In January of 1988, our mother was not doing very well. She was in the end stages of lung cancer. I went to Massachusetts to be with her and Mike followed. After six weeks, she was gone. Mike took it real hard. He drank so much that if he didn't have alchohol poisoning, he was pretty darned close. I had to get back to my own family so left Mike and my other siblings to sort themselves out. When Mike returned, he brought a woman with him that he had met in a bar and had know only 2 weeks. She seemed pleasant enough, but something wasn't quite right about the whole thing.

We started seeing less and less of Mike. He didn't go to church anymore and we did not feel welcome at his home. Mom (step) though something was very wrong but could not put a finger on it. Then came the call. You know the one in the middle of the night that jolts you out of a sound sleep? It was Dad. He was calling from the hospital. Mike had been shot. He didn't make it.

There was no sense going to the hospital, Dad and Mom were on their way home. I dressed and went to tell my youngest sister who had moved to Indiana too. Then I went to Dad and Mom's. I had to be near them. It was all so confusing and terrifying. Who did this? Why? Would they try to shoot the rest of the family too?

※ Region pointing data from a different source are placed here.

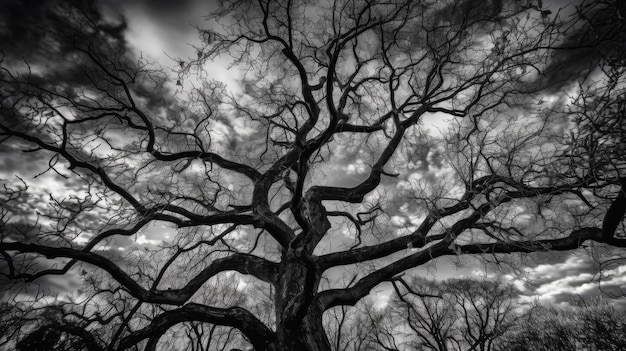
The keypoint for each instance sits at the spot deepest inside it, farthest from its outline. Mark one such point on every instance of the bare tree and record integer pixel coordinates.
(243, 180)
(457, 314)
(587, 325)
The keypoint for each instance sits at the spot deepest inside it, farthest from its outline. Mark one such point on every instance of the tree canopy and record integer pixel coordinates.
(368, 138)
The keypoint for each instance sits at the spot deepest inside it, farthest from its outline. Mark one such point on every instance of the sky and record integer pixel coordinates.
(162, 32)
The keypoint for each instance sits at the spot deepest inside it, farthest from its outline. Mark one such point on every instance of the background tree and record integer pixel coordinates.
(250, 183)
(457, 314)
(594, 325)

The police detectives did an excellant job in collecting information. They found the murder weapon, a shot gun, in the river where it had been thrown. They began to round up suspects. They found out that four men had been involved. They knew that Mike knew his killer. Before he died, he told the paramedics that "John" did it.

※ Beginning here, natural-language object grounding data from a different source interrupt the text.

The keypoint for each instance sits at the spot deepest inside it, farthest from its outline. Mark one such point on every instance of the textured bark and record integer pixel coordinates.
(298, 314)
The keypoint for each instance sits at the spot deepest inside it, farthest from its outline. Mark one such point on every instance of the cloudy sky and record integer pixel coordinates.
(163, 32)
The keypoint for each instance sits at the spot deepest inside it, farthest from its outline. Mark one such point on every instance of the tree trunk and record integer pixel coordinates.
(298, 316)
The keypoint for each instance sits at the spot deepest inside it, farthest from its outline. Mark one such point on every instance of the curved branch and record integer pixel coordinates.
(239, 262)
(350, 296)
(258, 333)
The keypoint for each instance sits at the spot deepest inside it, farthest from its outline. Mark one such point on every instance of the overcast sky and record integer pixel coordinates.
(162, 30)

As it turned out, Mike had made some very bad choices and this one cost him his life. Evidently, the woman that he brought back from Massachusets and later married, had be in trouble with the law. She had lost custody of her children because of dealing drugs. She brought this activity with her and Mike went along for the dealiest ride of his short life.

The nigh he was killed. He was sitting in his kitchen working on a plastic model car, a long time hobby of his. He heard noises outside and went to investigate. When he did he was confronted by four men. They had come to rob him of drugs and money. Remember the temper he had? He wasn't having any of that and chased them until at one point, one of them turned and shot him in the chest at close range with a shot gun.

Eventually all of the men were found. They all stood trial for conspiracy to commit robbery and were sentenced to not more than 6 or 7 years in jail. Not one was charged with Mike's murder, which to me will remain an injustice. The four are all free now. Mike is a pile of ashes burried in Immaculet Conception Cemetary in Marlborough, Massachsetts.

Today, I wish he was here to share my birthday. He would have been 45.